Deploy & Scale Pre-trained NLP Models in Minutes with Watson Machine Learning & Hugging Face Transformers

Published in

IBM Data Science in Practice

10 min readJan 25, 2021

In this blog post, I will show you how you can access the latest pre-trained open source NLP models, and deploy them in a couple lines of code in Watson Machine Learning, both on Cloud or on-premise.

Why deploy a pre-trained model?

As a Data Scientist working with clients every day, I try to simplify the scope of a project before starting the implementation. Building custom solutions is fun and exciting, but, sometimes, looking for an easy-to-use solution that is already out there is key to the success of a project, at least to get started.

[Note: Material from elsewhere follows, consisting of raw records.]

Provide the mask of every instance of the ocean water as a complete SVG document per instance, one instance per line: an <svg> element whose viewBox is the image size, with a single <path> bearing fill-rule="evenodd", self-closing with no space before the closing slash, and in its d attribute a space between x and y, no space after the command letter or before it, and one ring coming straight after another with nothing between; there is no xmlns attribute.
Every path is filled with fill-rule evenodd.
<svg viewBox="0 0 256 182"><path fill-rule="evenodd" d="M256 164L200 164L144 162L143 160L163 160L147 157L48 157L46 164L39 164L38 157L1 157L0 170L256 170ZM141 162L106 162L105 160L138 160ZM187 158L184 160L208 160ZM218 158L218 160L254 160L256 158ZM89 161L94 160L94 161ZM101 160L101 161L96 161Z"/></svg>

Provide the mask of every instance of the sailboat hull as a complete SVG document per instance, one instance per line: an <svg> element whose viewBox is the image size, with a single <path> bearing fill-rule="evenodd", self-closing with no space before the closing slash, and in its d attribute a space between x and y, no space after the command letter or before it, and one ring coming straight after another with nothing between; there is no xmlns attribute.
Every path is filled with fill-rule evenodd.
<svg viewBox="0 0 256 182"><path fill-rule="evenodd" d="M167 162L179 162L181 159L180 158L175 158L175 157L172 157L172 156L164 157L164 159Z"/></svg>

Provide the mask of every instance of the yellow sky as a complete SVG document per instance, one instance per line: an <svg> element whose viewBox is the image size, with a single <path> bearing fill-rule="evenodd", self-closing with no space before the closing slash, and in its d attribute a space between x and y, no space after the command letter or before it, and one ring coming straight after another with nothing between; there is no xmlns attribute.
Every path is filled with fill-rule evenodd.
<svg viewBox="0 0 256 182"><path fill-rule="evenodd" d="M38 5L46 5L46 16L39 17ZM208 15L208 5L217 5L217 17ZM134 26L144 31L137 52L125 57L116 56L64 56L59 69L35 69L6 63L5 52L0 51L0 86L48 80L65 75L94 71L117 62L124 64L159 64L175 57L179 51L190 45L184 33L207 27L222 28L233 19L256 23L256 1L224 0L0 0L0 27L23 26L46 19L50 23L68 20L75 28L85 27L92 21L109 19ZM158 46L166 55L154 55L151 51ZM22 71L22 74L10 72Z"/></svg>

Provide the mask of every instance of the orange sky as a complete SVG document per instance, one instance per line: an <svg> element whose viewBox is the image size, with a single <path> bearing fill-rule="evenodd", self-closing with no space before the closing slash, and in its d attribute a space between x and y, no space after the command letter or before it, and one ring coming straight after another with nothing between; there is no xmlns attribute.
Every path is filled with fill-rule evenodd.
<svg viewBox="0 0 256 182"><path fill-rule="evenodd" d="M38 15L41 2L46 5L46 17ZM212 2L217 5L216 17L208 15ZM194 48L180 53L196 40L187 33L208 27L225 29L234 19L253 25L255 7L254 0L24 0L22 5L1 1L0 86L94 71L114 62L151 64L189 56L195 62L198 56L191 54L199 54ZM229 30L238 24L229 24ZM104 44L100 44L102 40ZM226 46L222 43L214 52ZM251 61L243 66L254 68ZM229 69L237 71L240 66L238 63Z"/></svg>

It’s also a good practice to deploy a first version of your solution early on and integrate it with your business application before iterating further.

Luckily, in the modern machine learning world, “easy-to-use and implement” does not necessarily mean naive approach¹. It’s now very easy to find high quality implementations of the latest models available in Open Source. In this post, I will show you how to leverage one of the most popular NLP frameworks out there: the Python library Transformers, developed by Hugging Face (commonly referred to using the 🤗 emoji).

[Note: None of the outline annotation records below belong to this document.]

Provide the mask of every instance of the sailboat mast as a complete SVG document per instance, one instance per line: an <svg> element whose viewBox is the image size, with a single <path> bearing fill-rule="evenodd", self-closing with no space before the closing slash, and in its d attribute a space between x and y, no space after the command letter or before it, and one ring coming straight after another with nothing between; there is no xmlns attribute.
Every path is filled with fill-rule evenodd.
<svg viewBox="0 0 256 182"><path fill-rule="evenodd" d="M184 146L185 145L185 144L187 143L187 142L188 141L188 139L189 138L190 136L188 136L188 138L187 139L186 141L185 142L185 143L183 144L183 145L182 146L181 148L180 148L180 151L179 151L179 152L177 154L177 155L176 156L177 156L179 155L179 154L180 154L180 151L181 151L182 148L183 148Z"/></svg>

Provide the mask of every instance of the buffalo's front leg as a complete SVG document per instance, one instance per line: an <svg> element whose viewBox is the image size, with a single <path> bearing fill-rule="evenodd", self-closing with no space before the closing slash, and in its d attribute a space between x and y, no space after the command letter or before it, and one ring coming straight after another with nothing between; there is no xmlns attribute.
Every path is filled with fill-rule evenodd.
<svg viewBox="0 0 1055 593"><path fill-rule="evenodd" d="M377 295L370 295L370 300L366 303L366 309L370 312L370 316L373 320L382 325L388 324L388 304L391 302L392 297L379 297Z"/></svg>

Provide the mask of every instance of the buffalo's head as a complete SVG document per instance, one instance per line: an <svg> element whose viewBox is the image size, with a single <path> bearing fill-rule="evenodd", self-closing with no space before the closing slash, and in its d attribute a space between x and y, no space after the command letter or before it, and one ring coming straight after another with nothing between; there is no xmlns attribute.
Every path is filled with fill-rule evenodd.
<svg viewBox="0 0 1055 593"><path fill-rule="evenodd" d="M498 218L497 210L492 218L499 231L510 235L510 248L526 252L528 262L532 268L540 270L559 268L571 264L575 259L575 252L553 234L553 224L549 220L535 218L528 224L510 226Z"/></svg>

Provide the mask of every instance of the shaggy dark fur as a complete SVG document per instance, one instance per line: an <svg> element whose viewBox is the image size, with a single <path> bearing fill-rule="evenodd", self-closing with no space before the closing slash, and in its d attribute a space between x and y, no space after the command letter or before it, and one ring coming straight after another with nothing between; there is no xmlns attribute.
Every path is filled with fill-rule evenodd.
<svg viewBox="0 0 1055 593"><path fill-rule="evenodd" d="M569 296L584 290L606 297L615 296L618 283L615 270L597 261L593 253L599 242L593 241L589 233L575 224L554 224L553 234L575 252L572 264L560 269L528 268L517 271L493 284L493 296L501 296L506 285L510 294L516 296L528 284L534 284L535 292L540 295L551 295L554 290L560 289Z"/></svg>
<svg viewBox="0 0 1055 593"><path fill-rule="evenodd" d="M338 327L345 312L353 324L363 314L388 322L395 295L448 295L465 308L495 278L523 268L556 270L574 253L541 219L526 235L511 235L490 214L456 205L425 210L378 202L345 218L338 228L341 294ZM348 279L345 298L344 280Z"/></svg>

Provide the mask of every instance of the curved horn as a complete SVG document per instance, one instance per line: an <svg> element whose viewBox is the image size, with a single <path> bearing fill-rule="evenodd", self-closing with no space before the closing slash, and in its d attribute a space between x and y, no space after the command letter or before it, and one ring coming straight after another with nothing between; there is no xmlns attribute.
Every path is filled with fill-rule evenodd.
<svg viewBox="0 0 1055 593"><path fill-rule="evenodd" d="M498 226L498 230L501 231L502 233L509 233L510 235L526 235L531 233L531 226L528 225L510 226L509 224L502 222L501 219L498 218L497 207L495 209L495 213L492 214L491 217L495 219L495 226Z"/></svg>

Testing a Transformers pipeline in a notebook

Before moving to the deployment, let’s look at how easy it is to use a pre-trained model in a notebook. First, we pip install the transformers package and load a model. 🤗 Transformers has the amazing Pipeline interface that abstracts away preprocessing steps and model inference in one callable object. To use a pre-trained pipeline, just import and call pipeline() and provide the task you want your pipeline to perform. In this example, we’ll use the “fill-mask” task which tries to guess missing words in a sentence. We use the framework argument to use the Tensorflow (to write this article, I used Tensorflow 2.1.0) implementation but could swap it to PyTorch and adapt the rest of this tutorial accordingly.

!pip install transformers==3.1
from transformers import pipelineunmasker = pipeline('fill-mask', framework='tf')
print(unmasker("Watson Machine Learning is a <mask> tool!"))

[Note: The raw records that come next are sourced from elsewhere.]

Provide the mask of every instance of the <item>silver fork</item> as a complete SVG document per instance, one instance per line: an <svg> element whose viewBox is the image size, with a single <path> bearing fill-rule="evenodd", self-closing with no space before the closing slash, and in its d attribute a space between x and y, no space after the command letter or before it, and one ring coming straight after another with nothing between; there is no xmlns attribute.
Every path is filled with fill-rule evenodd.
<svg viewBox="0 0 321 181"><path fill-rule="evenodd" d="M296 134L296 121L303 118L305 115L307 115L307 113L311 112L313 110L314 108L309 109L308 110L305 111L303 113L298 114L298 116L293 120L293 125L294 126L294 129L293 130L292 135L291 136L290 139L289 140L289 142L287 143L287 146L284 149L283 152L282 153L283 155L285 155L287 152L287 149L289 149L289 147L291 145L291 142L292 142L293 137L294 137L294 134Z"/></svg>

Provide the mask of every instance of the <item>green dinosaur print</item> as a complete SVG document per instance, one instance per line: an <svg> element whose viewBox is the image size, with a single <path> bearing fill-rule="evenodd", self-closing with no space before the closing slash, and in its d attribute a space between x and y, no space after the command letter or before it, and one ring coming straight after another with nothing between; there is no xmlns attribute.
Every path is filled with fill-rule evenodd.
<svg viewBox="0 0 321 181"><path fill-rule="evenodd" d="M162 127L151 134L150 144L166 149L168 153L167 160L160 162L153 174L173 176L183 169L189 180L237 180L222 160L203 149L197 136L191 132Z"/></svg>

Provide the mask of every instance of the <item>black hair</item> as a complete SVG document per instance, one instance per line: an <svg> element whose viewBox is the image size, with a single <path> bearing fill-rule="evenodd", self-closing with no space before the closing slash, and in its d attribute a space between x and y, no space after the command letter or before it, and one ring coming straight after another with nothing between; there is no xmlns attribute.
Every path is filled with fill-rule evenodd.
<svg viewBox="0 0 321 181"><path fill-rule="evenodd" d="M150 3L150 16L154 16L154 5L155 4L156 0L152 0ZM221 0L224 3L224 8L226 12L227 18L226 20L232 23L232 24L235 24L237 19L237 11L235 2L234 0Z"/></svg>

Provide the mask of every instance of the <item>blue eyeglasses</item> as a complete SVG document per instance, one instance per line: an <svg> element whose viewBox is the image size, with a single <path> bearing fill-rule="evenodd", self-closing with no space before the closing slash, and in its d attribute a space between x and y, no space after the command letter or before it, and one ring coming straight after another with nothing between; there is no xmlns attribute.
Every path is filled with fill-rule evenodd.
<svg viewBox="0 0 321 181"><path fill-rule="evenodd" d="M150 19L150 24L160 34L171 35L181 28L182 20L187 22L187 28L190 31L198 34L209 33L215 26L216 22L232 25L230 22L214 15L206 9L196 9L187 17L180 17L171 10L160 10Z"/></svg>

This will output a list of potential missing words and their score, starting with “powerful” (Thanks Transformers 😉). Under the hood, this unmasker pipeline is using RoBERTa (by default), one of the recent variants of BERT with improved training methodology: more information about this model and the Hugging Face implementation can be found here.

4 lines of code, and we have access to an end-to-end pipeline running the latest state-of-the-art model — pretty sweet! Now let’s look at how we can deploy this model in Watson Machine Learning.

What is Watson Machine Learning, how do I get started?

TL;DR: If you have used Watson Machine Learning before, and want to try the end to end code right away, jump to the last section of this article “Putting all the steps together”. If you haven’t, this tutorial will make you a WML expert!

WML, short for Watson Machine Learning, is a service that lets you run ML models anywhere and across any cloud. My favorite thing about WML is that it is a “self-service” tool: Data scientists can easily submit models for deployment and start using them in minutes, without help from a machine learning engineer for example.

The rest of this tutorial assumes that you have access to a WML instance, which could be anywhere (IBM Cloud, other Cloud vendors e.g. AWS, on-premise…). Except for the credentials, the code will be exactly the same. If you are just getting started with WML, and IBM Cloud in general, pause here and perform the following steps:

Sign up for IBM Cloud.
Create an instance of Watson Machine Learning: you can use a Lite instance which includes free credits.
Get an API key to authenticate to that instance.

Last point before we look at some code, you may run the code below from a notebook or script running anywhere. Because they integrate well with each other, I wrote the following code from a notebook in Watson Studio, WML’s counter part for model development.

Connecting to Watson Machine Learning

In order to deploy the pipeline we’ve tried above, we will perform these 5 steps:

Import the WML python client and connect to our WML instance
Create a custom “software specification” i.e. a runtime that will include 🤗 Transformers
Wrap the pipeline in a simple Python function and store it in the WML repository
Deploy the stored function and test it
Optional: Scale it up!

First, we install and import the ibm_watson_machine_learning package. If you are running your code from within Watson Studio, this package is pre-installed.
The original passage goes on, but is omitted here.